東日本大震災から6年…福島「避難者VS地元住民」県内断絶の悲劇実態!(2)心ない嫌味に悩まされる…

3月11日(土)17時55分 アサ芸プラス

 その老夫婦が避難者仲間に語った内容だが、いわき市で避難生活を送る60代の男性は、その話を聞いて自身の経験がよみがえってくるという。

「私は戸建ての借家住まいですが、転居時にやはり挨拶品持参で避難者であることも明らかにして近所を回りました。1軒だけニコニコしながら『お気遣いなく』と言って挨拶品を受け取らなかった。初めは好意的な対応と受け止めていたが、後日になってその人は道で挨拶しても無視。さらに『賠償金があるくせに借家。挨拶品が見るからにセコい』と陰口を叩かれていたことを知りました。挨拶品を受け取らなかったのは、おつきあいしませんという意味だったんですね‥‥避難者の家のガラスが割られたとか、ロケット花火が打ち込まれたとか、大きく報道されたせいで、露骨な嫌がらせはなくなったけど、何年たっても、心根の部分は変わっていないですよ」

 いわき市で避難生活を送る双葉郡の人々に話を聞くと、心ない行為に悩まされた事例は実に多い。

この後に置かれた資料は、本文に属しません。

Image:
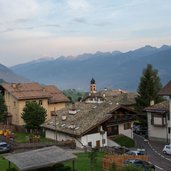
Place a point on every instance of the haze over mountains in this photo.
(110, 70)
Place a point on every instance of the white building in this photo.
(158, 121)
(92, 124)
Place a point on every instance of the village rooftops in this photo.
(166, 90)
(28, 91)
(82, 117)
(40, 158)
(161, 107)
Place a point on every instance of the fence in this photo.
(108, 160)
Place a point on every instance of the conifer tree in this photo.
(34, 115)
(148, 88)
(3, 109)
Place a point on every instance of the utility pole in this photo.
(55, 120)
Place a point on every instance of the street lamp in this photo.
(55, 119)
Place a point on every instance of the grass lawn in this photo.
(4, 164)
(82, 163)
(124, 141)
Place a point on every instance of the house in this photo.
(158, 115)
(158, 120)
(93, 96)
(99, 97)
(92, 124)
(16, 95)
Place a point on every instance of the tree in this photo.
(3, 109)
(33, 115)
(148, 89)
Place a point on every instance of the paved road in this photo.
(155, 157)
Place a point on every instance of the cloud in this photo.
(80, 20)
(78, 4)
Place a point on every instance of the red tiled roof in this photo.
(159, 107)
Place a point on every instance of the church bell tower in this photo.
(92, 86)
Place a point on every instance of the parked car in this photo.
(136, 152)
(167, 149)
(4, 147)
(146, 166)
(141, 130)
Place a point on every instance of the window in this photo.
(40, 102)
(14, 104)
(103, 141)
(127, 126)
(90, 144)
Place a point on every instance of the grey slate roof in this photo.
(39, 158)
(161, 107)
(87, 116)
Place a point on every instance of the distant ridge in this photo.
(7, 75)
(110, 69)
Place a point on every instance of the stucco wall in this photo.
(156, 132)
(126, 132)
(79, 142)
(93, 138)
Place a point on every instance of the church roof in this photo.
(82, 117)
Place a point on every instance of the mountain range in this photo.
(115, 69)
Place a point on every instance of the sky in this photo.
(33, 29)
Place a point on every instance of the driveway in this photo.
(154, 151)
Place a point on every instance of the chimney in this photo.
(151, 102)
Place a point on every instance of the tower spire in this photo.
(92, 86)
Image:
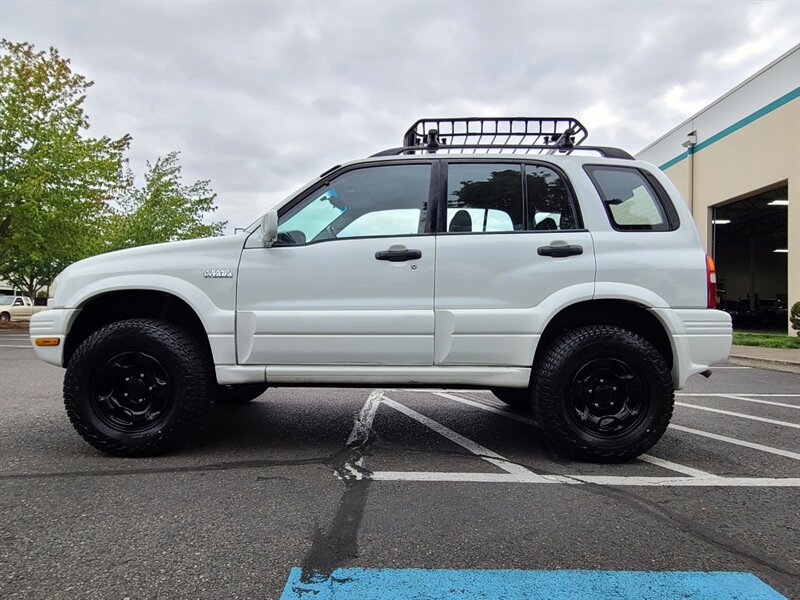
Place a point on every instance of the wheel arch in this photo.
(623, 313)
(111, 306)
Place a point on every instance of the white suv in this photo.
(485, 253)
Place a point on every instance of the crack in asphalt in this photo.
(225, 466)
(339, 542)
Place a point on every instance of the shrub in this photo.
(794, 317)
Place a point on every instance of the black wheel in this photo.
(602, 393)
(137, 387)
(515, 398)
(237, 394)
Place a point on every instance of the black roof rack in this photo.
(543, 135)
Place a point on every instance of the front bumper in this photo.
(52, 323)
(700, 338)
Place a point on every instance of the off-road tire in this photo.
(574, 361)
(237, 394)
(520, 399)
(184, 397)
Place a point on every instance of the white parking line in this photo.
(737, 442)
(499, 411)
(459, 439)
(714, 481)
(519, 474)
(739, 397)
(739, 415)
(666, 464)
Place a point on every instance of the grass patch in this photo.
(766, 340)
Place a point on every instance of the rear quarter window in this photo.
(631, 201)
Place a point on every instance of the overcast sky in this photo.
(259, 97)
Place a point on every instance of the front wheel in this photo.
(602, 393)
(137, 387)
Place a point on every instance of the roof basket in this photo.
(504, 135)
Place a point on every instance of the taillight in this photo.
(711, 282)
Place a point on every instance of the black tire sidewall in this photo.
(563, 360)
(179, 357)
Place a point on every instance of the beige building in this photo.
(737, 164)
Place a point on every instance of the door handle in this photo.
(559, 251)
(398, 255)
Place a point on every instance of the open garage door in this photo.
(751, 252)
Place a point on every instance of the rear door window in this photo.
(484, 197)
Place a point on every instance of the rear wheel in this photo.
(238, 394)
(602, 393)
(137, 387)
(515, 398)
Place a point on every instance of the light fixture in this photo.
(691, 140)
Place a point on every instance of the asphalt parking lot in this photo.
(310, 493)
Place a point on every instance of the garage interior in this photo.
(750, 238)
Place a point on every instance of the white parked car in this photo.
(486, 253)
(17, 308)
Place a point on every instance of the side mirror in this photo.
(269, 228)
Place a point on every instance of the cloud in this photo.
(261, 97)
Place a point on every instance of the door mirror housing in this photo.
(269, 228)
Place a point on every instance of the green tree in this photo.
(164, 209)
(54, 180)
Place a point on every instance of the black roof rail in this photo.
(546, 135)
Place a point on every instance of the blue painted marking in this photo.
(785, 99)
(424, 584)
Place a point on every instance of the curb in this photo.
(786, 366)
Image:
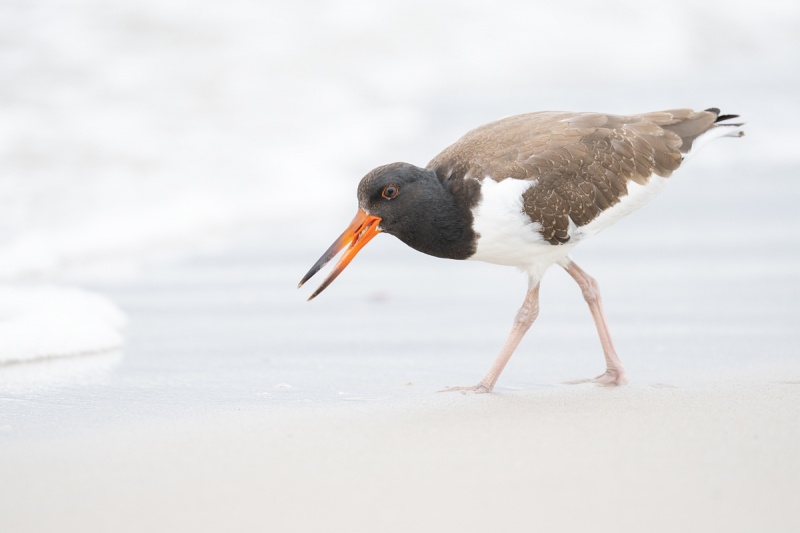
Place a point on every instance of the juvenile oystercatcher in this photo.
(524, 191)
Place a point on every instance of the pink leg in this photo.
(614, 374)
(525, 317)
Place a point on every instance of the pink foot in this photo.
(609, 378)
(480, 388)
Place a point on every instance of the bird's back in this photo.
(580, 165)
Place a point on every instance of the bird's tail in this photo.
(721, 127)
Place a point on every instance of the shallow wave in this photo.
(49, 322)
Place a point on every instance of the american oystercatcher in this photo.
(524, 191)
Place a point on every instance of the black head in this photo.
(412, 204)
(399, 194)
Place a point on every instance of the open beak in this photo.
(363, 228)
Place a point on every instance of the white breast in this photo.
(506, 235)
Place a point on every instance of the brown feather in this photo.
(582, 162)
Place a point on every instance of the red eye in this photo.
(390, 191)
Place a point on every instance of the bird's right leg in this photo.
(525, 317)
(615, 373)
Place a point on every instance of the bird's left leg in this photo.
(525, 317)
(615, 373)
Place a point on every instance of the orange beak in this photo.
(363, 228)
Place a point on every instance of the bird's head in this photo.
(389, 199)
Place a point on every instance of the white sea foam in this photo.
(47, 321)
(129, 127)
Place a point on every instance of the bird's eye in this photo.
(390, 191)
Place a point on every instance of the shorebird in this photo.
(524, 191)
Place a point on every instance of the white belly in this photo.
(506, 235)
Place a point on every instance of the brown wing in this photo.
(582, 161)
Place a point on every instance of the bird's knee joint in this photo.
(591, 291)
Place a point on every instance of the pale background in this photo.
(169, 171)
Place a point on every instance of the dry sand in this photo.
(565, 458)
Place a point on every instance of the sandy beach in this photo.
(169, 171)
(226, 417)
(721, 458)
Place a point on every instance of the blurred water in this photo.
(133, 127)
(135, 131)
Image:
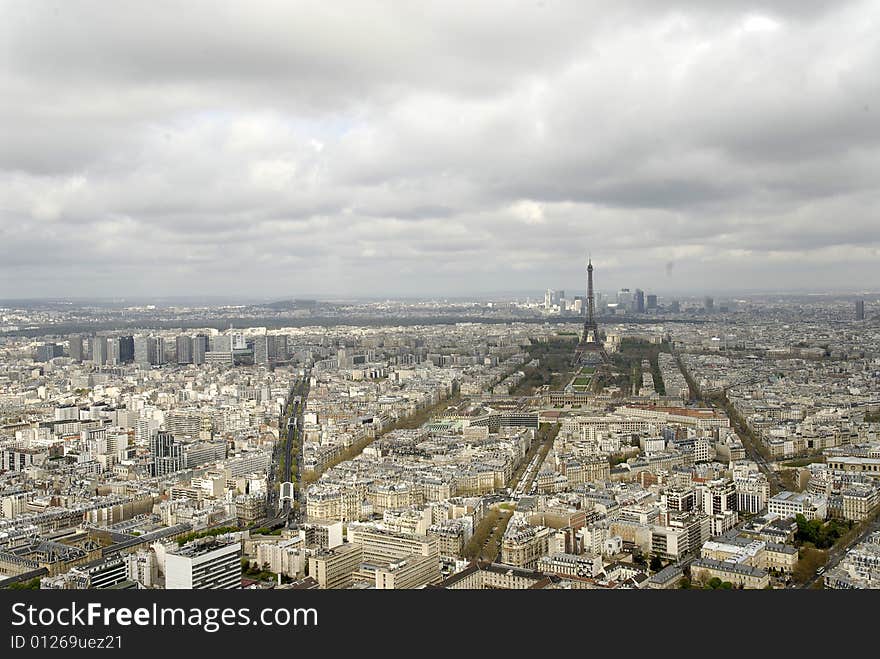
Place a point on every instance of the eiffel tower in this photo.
(591, 340)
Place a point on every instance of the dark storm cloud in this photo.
(382, 148)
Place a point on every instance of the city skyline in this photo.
(698, 149)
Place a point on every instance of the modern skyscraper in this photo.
(146, 350)
(75, 349)
(126, 349)
(183, 344)
(200, 347)
(160, 350)
(99, 350)
(167, 454)
(221, 343)
(113, 356)
(639, 301)
(261, 348)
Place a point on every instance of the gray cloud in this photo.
(380, 148)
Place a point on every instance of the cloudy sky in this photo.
(377, 148)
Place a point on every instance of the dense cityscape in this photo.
(622, 440)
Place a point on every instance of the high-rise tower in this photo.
(591, 329)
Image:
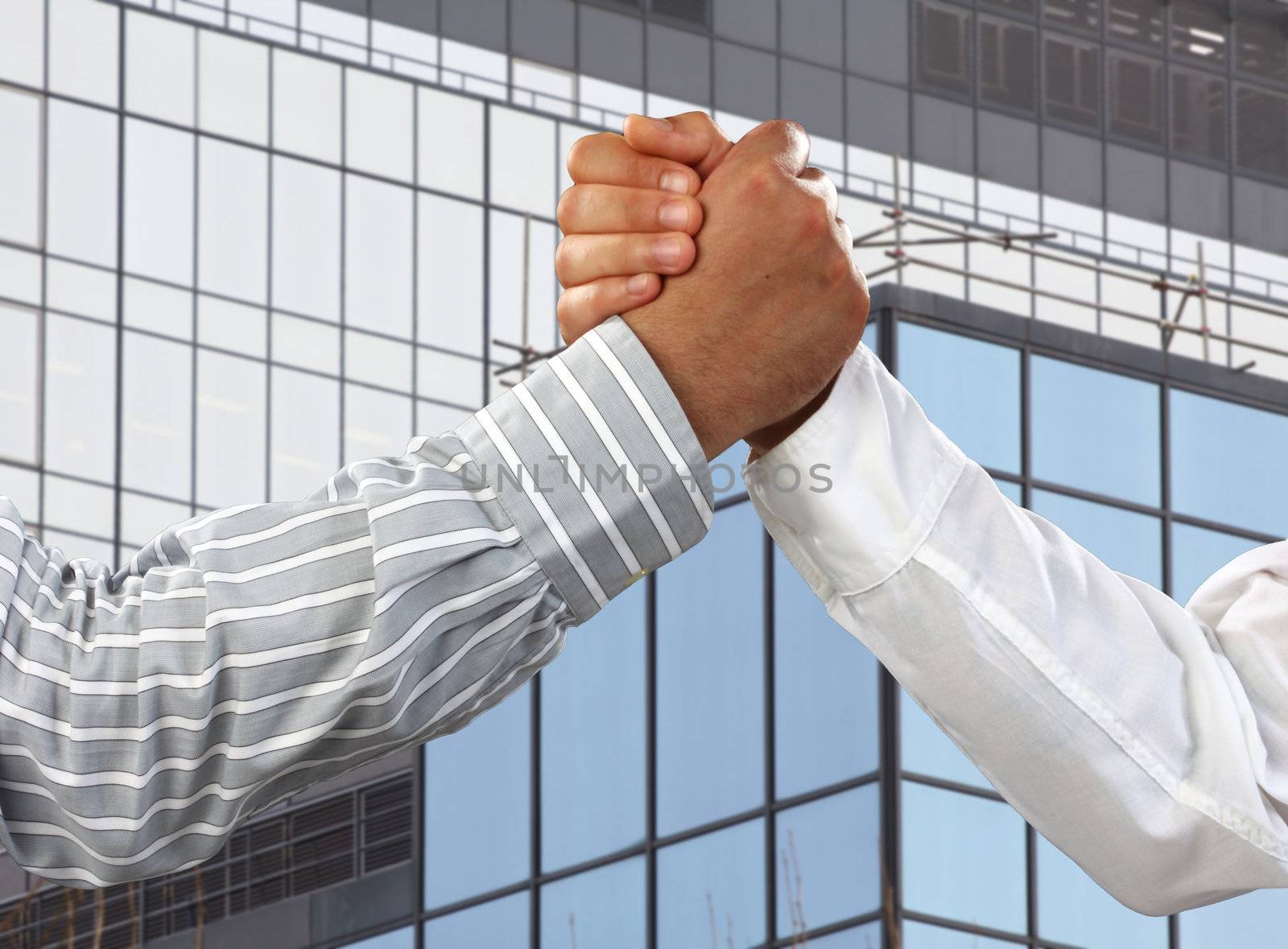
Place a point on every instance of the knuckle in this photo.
(566, 210)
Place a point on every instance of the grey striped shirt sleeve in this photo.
(251, 652)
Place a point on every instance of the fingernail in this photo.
(674, 215)
(676, 182)
(667, 251)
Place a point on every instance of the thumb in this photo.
(691, 138)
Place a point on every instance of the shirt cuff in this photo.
(854, 491)
(596, 463)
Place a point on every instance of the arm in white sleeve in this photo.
(251, 652)
(1146, 741)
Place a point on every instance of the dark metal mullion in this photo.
(890, 852)
(770, 746)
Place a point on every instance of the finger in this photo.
(584, 308)
(782, 141)
(585, 258)
(692, 139)
(818, 180)
(607, 159)
(611, 208)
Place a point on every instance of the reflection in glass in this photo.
(603, 907)
(495, 925)
(716, 878)
(963, 858)
(398, 939)
(1198, 553)
(824, 691)
(477, 804)
(710, 648)
(592, 773)
(1127, 541)
(1072, 908)
(968, 388)
(927, 749)
(1228, 463)
(1095, 431)
(828, 864)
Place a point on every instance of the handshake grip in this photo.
(753, 335)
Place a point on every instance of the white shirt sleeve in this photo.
(1146, 741)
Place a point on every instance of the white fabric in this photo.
(1146, 741)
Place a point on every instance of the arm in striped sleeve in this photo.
(251, 652)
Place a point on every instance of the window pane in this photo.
(489, 926)
(304, 452)
(478, 804)
(1137, 21)
(1261, 130)
(306, 238)
(377, 424)
(1126, 541)
(231, 420)
(159, 67)
(592, 762)
(19, 328)
(710, 644)
(233, 86)
(1198, 115)
(1072, 80)
(964, 858)
(76, 375)
(83, 47)
(398, 939)
(159, 201)
(378, 124)
(605, 907)
(831, 854)
(158, 427)
(968, 388)
(81, 191)
(522, 150)
(1255, 918)
(715, 880)
(1135, 97)
(1199, 31)
(1228, 463)
(451, 143)
(19, 167)
(927, 749)
(1198, 553)
(23, 41)
(927, 936)
(1260, 41)
(450, 274)
(233, 221)
(943, 47)
(824, 691)
(1072, 908)
(1095, 431)
(306, 105)
(378, 257)
(1008, 53)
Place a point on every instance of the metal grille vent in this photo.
(287, 854)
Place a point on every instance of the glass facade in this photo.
(299, 233)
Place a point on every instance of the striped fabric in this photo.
(249, 653)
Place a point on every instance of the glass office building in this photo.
(219, 215)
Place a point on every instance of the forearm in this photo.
(255, 650)
(1105, 712)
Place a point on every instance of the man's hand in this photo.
(773, 304)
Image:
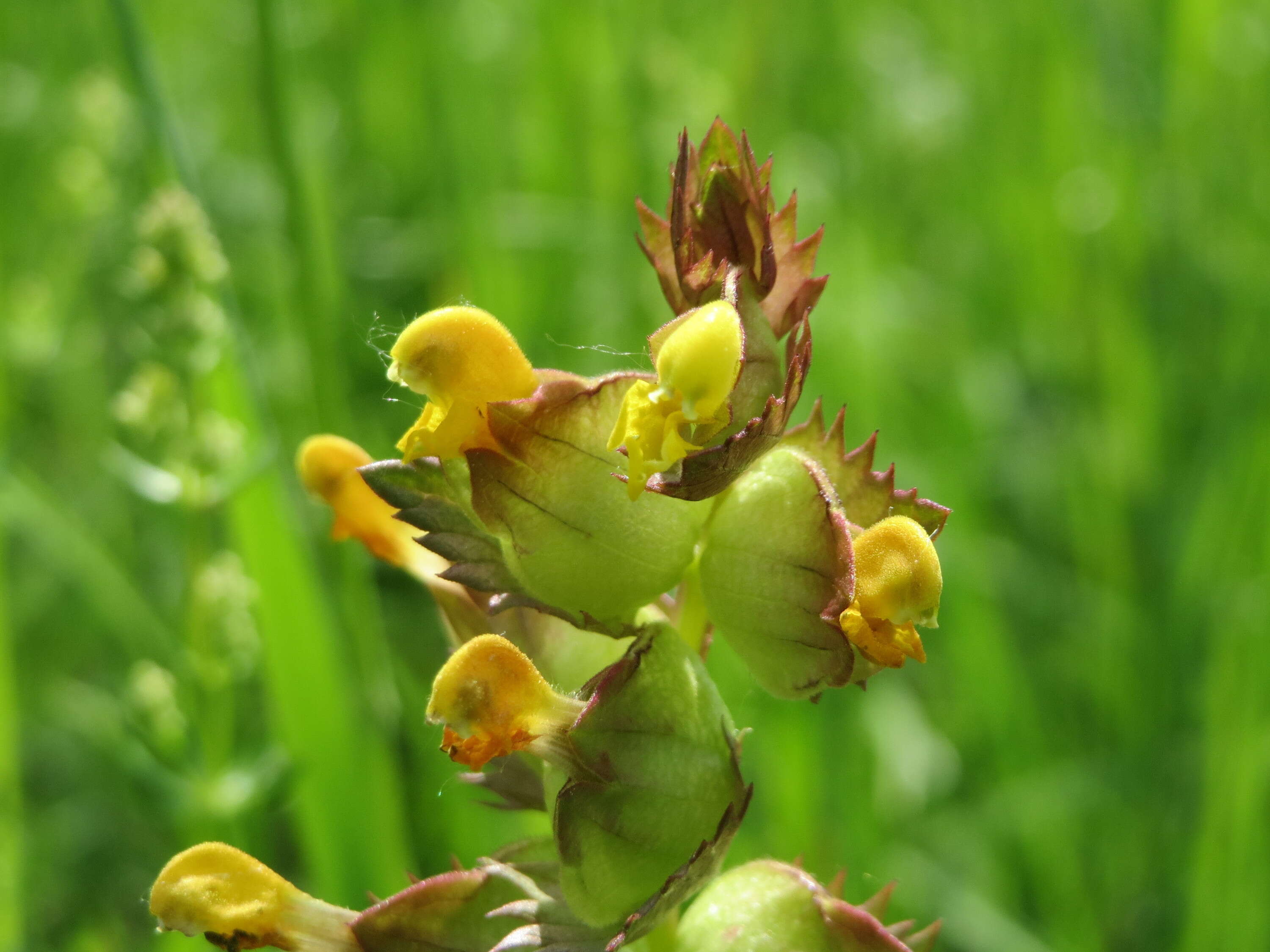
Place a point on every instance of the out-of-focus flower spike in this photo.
(461, 358)
(238, 903)
(494, 702)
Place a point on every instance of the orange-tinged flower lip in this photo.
(494, 702)
(479, 749)
(461, 358)
(882, 641)
(699, 358)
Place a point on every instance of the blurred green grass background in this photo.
(1048, 226)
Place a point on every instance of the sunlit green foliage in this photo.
(1048, 228)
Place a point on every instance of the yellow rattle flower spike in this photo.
(698, 360)
(898, 584)
(238, 903)
(461, 358)
(494, 702)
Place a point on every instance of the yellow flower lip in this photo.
(461, 358)
(328, 469)
(493, 702)
(237, 902)
(698, 358)
(898, 586)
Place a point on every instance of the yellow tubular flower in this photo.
(898, 584)
(698, 365)
(328, 469)
(239, 903)
(461, 358)
(493, 702)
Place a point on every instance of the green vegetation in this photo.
(1049, 235)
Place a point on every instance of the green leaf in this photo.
(568, 530)
(776, 572)
(867, 497)
(662, 746)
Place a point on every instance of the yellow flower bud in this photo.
(461, 358)
(698, 365)
(328, 469)
(239, 903)
(898, 584)
(493, 702)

「外出先で1000円もしないランチを食べながら友人と東電への賠償申請の苦労話をしていたら、私たちの話が聞こえたんでしょうね。店内にいた男性が近くに来て『賠償金があると、イイもの食えるんだね』と言われた」(30代主婦)

「値段の安さだけで購入した中古車の車体の色がたまたま赤だった。すると、近所の方から『いや、さすが贅沢できる身分ですね』と皮肉られた」(50代無職)

 一方のいわき市民からは、「金持ちの避難者が買いあさったせいで、地価が高騰して地元の人間が買えない」「病院が混雑するのは避難者が増えたせい」などと、確かに一部からは怨嗟の声を耳にした。ところが、正反対の意見を口にする地元住民も少なくない。

「避難者イジメをするのはごく一部。はっきり言って性格が悪い連中だけ。避難者がいることで、むしろ町に活気が出たと思う」

 60代の飲食店経営の女性がそう言えば、50代の団体職員の男性はこう話す。

「地価高騰と言うけど、誤解ですよ。震災前のいわきは不動産不況で、どうにもならなかった。その不況前の水準よりは上がったが、騒ぐほどではないんです」

 軋轢の原因となっている賠償金の一つ、強制避難者への東電からの慰謝料(1人月10万円)は、来年3月で打ち切られる方針が示されている。政府は今春にも避難指示の解除を拡大する予定だ。この結果、浪江町、富岡町、川俣町、飯舘村の3万2000人が帰還できることになる。しかし、避難者の多くは帰還を望んでいない。荒れ果てた故郷よりも避難先での安定した生活を選ぶと見られている。

 県内で起きている「福島の断絶」は、時が解決してくれるのだろうか。いわき市で避難者の支援活動を行う男性が話す。

「地方の特性として『あの人は避難者』『あの地域は避難者が多い』という話は時間がたっても残っていく。だが、地元住民も困難を抱えた人を受け入れたという自負を持っていいし、避難者も生活を再建させた自負を持っていいはず。早くそうなってほしい」

 震災が落とした影が薄れるには、6年という歳月はまだ短すぎるようだ。